Silvia Ferratini, Coordinatrice de l’Ecolabel européen à la Direction générale de l’Environnement de la Commission européenne, participait à la journée afin de recueillir les retours d’expériences des écolabellisés et des institutions qui les accompagnent, ainsi que pour évoquer la vision de l’Union européenne et les tendances futures de l’Ecolabel. Elle a présenté des pistes pour améliorer la visibilité de ce label, notamment une coopération avec des sites de réservation en ligne, et a rappelé que chaque établissement écolabellisé pouvait s’en servir comme d’un outil marketing.

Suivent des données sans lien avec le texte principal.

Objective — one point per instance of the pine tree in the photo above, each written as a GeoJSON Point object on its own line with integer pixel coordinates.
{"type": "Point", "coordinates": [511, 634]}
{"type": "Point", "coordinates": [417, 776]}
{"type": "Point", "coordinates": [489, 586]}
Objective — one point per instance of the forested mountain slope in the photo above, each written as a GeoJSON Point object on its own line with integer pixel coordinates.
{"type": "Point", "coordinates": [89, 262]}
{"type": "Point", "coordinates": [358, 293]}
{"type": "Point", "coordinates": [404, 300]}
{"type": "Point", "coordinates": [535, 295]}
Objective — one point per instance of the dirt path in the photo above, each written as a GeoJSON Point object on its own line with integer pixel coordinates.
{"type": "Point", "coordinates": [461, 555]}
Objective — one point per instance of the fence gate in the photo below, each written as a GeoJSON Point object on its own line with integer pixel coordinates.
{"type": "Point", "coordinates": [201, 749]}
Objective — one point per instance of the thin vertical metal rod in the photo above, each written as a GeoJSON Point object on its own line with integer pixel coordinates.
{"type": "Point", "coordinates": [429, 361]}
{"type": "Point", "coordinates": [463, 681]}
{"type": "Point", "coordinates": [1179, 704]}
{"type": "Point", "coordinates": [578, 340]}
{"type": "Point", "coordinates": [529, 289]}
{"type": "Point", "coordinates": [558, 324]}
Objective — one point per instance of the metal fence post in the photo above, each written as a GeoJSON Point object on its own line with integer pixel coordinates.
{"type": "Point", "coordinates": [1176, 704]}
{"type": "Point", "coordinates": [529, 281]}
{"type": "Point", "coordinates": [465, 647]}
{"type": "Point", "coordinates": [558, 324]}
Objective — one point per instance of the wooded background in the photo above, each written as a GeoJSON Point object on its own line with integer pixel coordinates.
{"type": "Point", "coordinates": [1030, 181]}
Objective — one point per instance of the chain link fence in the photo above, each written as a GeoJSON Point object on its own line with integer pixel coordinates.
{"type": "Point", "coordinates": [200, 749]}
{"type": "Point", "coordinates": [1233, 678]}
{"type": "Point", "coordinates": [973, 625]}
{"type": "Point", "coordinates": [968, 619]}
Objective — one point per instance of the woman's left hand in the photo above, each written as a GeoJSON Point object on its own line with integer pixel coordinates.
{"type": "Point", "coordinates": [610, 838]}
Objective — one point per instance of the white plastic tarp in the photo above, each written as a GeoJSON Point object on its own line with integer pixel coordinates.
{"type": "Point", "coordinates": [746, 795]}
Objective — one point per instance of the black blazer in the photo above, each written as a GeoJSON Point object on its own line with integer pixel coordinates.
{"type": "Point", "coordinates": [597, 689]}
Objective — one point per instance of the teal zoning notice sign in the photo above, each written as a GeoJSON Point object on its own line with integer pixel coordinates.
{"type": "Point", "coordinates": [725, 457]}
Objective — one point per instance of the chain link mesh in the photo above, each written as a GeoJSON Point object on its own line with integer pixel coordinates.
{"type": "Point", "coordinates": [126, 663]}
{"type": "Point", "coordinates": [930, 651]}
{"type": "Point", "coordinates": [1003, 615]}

De nombreuses parties prenantes ont également participé aux échanges de la journée, notamment Patricia Proia, Chef de produit tourisme à AFNOR Certification, Roland Heguy, Président confédéral de l’UMIH (Union des Métiers et des Industries de l’Hôtellerie), Philippe Mangin et Gérard Ducès, Présidents des Clubs d’écolabellisés de Poitou-Charentes et du Sud-Ouest (Aquitaine et Midi-Pyrénées), ainsi que plusieurs hôtels et campings écolabellisés. Ils ont partagé leur point de vue et se sont engagés à mieux coopérer pour promouvoir ce label et en faire une force pour leur attractivité.

 

Le cluster Aquinetic prend ses marques à Bruxelles

Le 5 novembre, une délégation du cluster Aquinetic, menée par Jean-Christophe Elineau, Directeur du cluster, accompagné de Michèle Debonneuil, Economiste et membre du Comité Economique, Social et Environnemental français, et de Marie Poli, Spécialiste du marché des innovations à destination des seniors, se sont rendus à Bruxelles afin de s’informer sur les opportunités européennes sur lesquelles le cluster pourrait s’appuyer. Aquinetic, créé en 2012, réunit une trentaine d’entreprises aquitaines dans le domaine de l’innovation ouverte et des technologies libres, en particulier dans le numérique.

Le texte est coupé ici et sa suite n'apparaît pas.